Am on Linux, seems like it's a function that keeps running itself forever or something.
Makes my entire computer freeze after a little bit of time.
Hopefully will be fix by end of today.
Ben is one of best js UA-camr, much abundance quality & humor
How do you get the extra information for components about total renders, props etc.? It seems the default setup doesn't provide that information.
Oh shoot exactly what I need, been at this for a whole day bro trying everything this is a fairly standard approach..thanks😔 lol ask Ben first
Is there a tutorial video for the cocktail app shown in this video? Can someone please guide
You should make the same video for react native!
Thanks for this! Really helpful.
Is the Profiler API from docs and Profiler Tab in Dev Tools same.
awesome, thanks
Outstanding.. this is what I expected 😊
thank you! very well explained
Awesome Video with superb explanation.
very helpful and packed with only needed info
Thanks man. This is really good one
Best content on your channel..keep it coming
Very useful, thanks.
Hey Ben..Great video as usual.
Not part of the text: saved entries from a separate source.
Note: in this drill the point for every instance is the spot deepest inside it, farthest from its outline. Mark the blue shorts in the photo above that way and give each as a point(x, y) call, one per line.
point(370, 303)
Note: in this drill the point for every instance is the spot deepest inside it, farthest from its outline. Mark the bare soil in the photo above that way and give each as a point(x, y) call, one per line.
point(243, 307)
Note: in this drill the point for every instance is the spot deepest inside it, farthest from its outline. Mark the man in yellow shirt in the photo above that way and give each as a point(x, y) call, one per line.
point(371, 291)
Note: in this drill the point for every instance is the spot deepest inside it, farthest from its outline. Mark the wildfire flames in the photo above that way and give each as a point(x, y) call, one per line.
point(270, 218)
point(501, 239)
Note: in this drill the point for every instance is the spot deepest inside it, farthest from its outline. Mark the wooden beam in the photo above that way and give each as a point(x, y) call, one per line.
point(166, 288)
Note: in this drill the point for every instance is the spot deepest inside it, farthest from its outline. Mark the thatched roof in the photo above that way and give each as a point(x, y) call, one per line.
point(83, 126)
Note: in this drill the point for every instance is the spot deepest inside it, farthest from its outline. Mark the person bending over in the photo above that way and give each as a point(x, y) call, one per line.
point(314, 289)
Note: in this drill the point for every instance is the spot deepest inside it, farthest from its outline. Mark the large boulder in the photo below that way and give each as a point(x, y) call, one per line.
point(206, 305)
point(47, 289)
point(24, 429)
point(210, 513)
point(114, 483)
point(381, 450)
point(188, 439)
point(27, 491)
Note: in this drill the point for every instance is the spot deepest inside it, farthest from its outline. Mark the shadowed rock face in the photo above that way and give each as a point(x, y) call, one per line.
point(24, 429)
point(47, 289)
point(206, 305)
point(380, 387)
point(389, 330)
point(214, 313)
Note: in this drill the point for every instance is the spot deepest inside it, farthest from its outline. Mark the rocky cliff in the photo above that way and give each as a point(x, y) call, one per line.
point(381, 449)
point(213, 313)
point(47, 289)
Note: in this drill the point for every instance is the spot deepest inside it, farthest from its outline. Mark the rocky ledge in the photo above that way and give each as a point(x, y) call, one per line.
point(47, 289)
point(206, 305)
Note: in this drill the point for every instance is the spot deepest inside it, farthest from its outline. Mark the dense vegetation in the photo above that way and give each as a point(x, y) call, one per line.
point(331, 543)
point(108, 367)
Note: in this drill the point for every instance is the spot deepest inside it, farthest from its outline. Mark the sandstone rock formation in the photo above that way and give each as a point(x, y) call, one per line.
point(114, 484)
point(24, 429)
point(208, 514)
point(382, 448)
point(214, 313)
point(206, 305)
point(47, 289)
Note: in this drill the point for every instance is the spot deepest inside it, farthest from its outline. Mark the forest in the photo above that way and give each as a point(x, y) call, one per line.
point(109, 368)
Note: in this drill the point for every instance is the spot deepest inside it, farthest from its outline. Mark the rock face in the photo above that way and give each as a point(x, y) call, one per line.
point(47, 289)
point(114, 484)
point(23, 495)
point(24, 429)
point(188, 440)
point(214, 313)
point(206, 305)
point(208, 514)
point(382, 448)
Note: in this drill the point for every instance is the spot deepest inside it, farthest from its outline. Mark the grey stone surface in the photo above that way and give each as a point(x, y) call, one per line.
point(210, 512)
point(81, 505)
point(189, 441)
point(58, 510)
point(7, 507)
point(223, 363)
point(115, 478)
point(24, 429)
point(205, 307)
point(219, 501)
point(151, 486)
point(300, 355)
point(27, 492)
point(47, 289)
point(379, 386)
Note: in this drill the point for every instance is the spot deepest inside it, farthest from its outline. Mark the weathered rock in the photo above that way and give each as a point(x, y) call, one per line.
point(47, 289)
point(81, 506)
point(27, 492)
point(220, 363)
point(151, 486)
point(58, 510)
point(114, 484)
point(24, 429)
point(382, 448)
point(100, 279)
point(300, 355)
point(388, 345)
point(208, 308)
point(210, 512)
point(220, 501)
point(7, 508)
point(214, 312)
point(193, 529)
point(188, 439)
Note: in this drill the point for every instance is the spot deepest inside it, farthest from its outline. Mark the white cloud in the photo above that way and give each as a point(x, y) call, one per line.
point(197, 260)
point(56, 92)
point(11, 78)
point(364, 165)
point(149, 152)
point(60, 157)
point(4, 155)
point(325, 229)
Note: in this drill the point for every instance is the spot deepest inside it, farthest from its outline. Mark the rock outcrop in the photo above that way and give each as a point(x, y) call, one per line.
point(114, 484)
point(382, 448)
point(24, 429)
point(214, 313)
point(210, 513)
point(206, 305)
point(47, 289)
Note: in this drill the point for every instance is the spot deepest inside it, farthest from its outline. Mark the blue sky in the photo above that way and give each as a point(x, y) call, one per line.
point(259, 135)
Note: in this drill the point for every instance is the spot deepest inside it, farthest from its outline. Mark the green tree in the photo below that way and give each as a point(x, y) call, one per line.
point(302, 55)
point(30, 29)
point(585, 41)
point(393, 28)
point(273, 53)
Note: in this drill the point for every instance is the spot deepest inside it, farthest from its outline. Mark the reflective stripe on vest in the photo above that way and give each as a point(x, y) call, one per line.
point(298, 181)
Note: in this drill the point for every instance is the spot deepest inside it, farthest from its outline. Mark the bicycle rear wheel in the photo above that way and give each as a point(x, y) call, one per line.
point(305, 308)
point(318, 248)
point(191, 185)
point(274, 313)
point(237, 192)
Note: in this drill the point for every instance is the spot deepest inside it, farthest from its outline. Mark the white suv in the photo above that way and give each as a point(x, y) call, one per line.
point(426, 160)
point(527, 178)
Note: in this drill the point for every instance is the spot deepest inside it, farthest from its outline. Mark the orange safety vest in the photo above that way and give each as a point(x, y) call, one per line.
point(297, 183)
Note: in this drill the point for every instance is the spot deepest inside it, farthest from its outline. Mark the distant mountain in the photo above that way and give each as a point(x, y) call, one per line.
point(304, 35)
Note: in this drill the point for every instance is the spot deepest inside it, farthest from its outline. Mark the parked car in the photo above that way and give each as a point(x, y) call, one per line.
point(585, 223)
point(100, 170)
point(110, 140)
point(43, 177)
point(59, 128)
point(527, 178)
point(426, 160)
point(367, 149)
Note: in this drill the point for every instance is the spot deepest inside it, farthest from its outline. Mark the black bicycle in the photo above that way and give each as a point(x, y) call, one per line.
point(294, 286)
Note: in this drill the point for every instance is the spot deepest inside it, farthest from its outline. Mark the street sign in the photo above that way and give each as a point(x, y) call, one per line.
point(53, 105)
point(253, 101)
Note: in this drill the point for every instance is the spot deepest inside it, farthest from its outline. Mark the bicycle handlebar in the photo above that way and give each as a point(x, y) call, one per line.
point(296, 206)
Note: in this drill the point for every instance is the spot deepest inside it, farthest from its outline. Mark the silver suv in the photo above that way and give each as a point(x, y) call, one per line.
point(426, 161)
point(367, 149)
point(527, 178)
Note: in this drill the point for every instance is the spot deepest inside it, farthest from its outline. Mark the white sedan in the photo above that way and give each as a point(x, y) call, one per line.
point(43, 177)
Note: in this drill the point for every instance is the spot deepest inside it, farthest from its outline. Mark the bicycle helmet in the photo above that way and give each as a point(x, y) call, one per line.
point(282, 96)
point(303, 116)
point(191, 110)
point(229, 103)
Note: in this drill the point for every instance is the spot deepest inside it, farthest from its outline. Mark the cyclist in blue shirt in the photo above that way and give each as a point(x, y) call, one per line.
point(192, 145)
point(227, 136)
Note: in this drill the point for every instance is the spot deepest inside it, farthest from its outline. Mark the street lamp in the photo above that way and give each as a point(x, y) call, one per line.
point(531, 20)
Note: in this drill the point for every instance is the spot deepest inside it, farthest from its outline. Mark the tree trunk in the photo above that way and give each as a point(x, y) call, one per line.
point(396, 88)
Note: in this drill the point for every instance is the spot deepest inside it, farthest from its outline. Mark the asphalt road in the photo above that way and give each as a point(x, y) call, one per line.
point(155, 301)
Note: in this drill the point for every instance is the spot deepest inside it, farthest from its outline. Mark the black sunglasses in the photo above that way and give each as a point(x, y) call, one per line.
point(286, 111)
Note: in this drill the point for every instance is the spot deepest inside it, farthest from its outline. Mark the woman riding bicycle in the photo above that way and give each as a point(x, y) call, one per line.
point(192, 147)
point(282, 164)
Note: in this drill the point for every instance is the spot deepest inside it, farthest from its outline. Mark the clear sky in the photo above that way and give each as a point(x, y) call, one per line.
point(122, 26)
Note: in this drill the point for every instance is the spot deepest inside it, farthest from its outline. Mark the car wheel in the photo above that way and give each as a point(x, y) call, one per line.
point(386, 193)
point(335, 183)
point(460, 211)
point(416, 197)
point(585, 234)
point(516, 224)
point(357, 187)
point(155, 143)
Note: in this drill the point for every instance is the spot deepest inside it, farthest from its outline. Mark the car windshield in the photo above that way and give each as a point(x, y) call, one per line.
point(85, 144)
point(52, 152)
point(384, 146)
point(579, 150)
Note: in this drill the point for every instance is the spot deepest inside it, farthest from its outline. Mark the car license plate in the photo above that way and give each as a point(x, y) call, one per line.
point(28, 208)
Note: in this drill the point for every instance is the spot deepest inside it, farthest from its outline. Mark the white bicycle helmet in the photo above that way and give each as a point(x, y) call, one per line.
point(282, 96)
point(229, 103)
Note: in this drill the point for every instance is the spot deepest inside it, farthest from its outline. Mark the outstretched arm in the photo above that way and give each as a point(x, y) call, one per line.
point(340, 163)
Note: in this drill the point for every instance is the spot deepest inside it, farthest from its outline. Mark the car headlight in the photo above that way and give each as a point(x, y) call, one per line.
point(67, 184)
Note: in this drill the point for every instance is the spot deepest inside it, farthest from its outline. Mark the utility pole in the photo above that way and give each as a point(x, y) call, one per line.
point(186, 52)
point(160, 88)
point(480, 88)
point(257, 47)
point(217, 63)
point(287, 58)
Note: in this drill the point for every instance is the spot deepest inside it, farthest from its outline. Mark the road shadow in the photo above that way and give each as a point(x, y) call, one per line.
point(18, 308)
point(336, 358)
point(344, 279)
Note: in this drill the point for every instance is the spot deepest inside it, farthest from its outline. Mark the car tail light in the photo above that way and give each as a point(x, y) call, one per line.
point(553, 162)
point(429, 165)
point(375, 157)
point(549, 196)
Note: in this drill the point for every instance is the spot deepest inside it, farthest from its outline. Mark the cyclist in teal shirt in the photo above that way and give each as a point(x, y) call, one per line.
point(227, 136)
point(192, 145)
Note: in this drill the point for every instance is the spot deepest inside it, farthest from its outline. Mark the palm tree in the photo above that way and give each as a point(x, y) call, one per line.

A small request for video for optimization of javascript app, react app, code splitting.
Video volume is very low.
Cool video thanks!
excellent! thanks man
Fantastic performance guide, many thanks!
When you pass callbacks or raw objects to the components and you're doing it directly on it: blabla={() => ...} or blabla={{ ... }}, those fail the comparison check of react, since objects and functions get a new address and the JS comparision compares the addresses, making: {a: 10} == {a: 10} be false, therefore, for raw objects you should useMemo() and for raw callbacks, useCallback()
Great inputs sir!
cooool
Thanks
Great video. Really helpful. Thanks a lot
Is the app in this video using Material UI?
Yes ,it is. (Material UI for React, of course)
nice :) Seems like everybody should use at least to get insight how performant their app is running.